Al llegar a la planta baja saludó con la mirada a Beyoncé, la prostituta de mayor renombre de lo que alguna vez fue la diecinueve con Jiménez, en la tórrida y escabrosa Zona de Tolerancia del centro de Bogotá, y que ahora se encargaba del turno de vigilancia de la madrugada. Llevaba intactos el contorno y el brillo, hechos con manteca de cerdo a falta de suministros. Un par de carbones añejos le habían prestado algo de tizne con el que simular un ojo de gato en los parpados. Y con la cal que caía de la estructura pretendía lucir un balayage. La mujer la miró con desdén, no soportaba la seguridad que una señora de 65 años rezumaba ante tan angustiante situación, ni mucho menos que jugara con los límites de la ciencia al interior del altar, ahora planta de sus investigaciones.

-¡Madre Dorotea! ¡Madre Dorotea! –La voz afanosa de una hermana llegó a ella seguida del tropiezo con el que cayó de bruces. La monja la reparó con repudio, arqueando una ceja. Cuando pudo recomponerse la joven no supo qué había sido peor: si sus gritos, la caída o acaso la forma en la que la había llamado.

-Perdón…mi Comandante. Pero, es urgente. ¡Está sucediendo! ¡Es hora!–Los ojos de la mujer se desorbitaron de emoción, como en cinco años no creyó que fuera posible volver a sentir. Salió disparada junto a la jovencita. Corrió, como si se tratara de una colegiala enamorada de 15 años, hasta que el primer grito de un bebé llegó a sus oídos, logrando que rompiera en lágrimas.
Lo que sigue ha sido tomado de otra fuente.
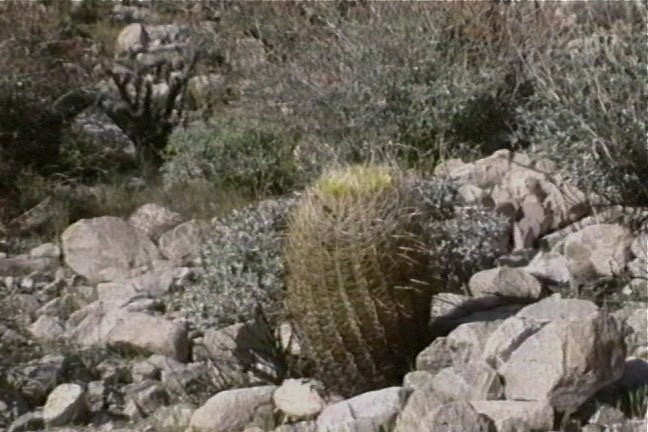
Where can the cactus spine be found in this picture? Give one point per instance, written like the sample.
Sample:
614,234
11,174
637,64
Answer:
355,277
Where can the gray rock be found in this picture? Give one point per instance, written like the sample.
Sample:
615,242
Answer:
135,331
596,250
639,246
305,426
415,380
183,242
47,329
462,345
96,394
37,378
556,308
46,250
32,421
574,357
65,405
507,337
505,282
145,333
455,417
471,381
238,348
232,410
173,417
535,415
550,267
368,410
24,265
607,415
154,220
300,398
422,401
106,248
638,268
151,285
635,319
147,396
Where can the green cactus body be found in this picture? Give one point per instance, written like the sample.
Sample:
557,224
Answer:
354,278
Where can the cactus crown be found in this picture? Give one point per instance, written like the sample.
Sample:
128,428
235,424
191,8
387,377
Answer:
356,277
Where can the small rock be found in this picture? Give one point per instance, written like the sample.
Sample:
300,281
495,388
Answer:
607,415
141,332
455,417
415,380
46,250
106,248
556,308
506,338
505,282
173,417
300,398
462,345
444,168
232,410
550,267
471,381
183,242
47,328
575,357
596,250
154,220
639,246
65,405
638,268
536,415
146,395
377,407
32,421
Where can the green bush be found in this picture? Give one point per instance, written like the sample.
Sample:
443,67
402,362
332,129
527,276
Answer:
241,267
590,107
254,156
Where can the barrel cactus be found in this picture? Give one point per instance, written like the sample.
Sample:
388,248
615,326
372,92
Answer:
357,287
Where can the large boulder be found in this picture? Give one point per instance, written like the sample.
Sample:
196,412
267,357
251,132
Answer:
566,361
66,404
130,331
154,220
183,242
232,410
596,250
106,248
368,410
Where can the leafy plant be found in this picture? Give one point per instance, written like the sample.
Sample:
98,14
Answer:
252,155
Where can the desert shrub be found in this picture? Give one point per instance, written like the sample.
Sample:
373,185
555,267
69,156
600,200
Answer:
254,156
241,267
439,76
589,110
40,64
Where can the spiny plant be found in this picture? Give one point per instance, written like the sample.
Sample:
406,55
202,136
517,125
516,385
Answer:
357,287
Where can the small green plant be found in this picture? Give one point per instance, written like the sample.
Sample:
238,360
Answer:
241,267
252,155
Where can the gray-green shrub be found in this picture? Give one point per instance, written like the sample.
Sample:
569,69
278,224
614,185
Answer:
253,155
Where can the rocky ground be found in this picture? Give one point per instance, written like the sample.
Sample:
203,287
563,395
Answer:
100,329
527,349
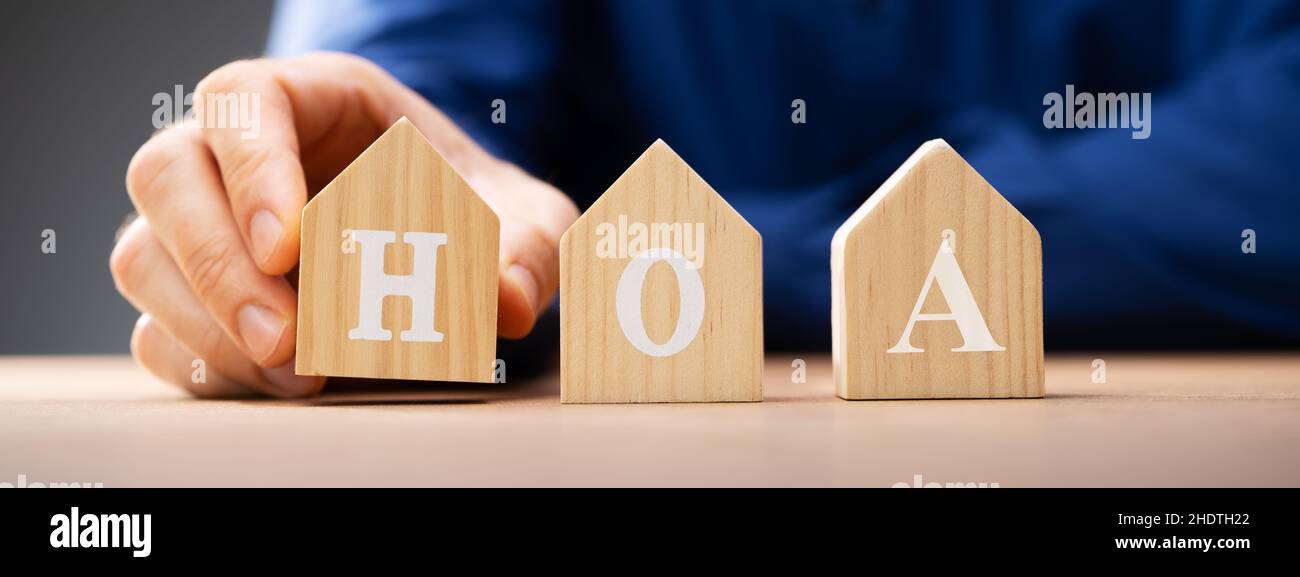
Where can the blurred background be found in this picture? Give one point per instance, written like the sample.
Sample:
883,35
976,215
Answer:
78,81
81,77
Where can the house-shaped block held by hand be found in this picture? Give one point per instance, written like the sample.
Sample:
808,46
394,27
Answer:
398,274
936,289
661,293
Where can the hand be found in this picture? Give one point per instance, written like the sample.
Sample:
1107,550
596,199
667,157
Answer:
220,218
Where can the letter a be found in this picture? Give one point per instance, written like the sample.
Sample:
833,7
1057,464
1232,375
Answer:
420,286
961,306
Abrió las puertas de golpe y las encontró a todas aguardando con expectativa. Le entregaron al niño. Ella lo contempló desbordada en júbilo. La madre había muerto al dar a luz semejante abominación. Era su mayor arma, su semilla de esperanza. De piel verdosa, como el ser que lo engendró, pero de corazón humano. Era el cruce entre una mujer y un zombi. El fruto de su investigación de todo este tiempo. El único motivo por el que resistir: crear una variante humana inmune a los muertos vivientes. Un mestizo. Bacatá, lo llamó. Ese era el verdadero Dios, y ella, su profeta. ¿Había esperanza en el mundo?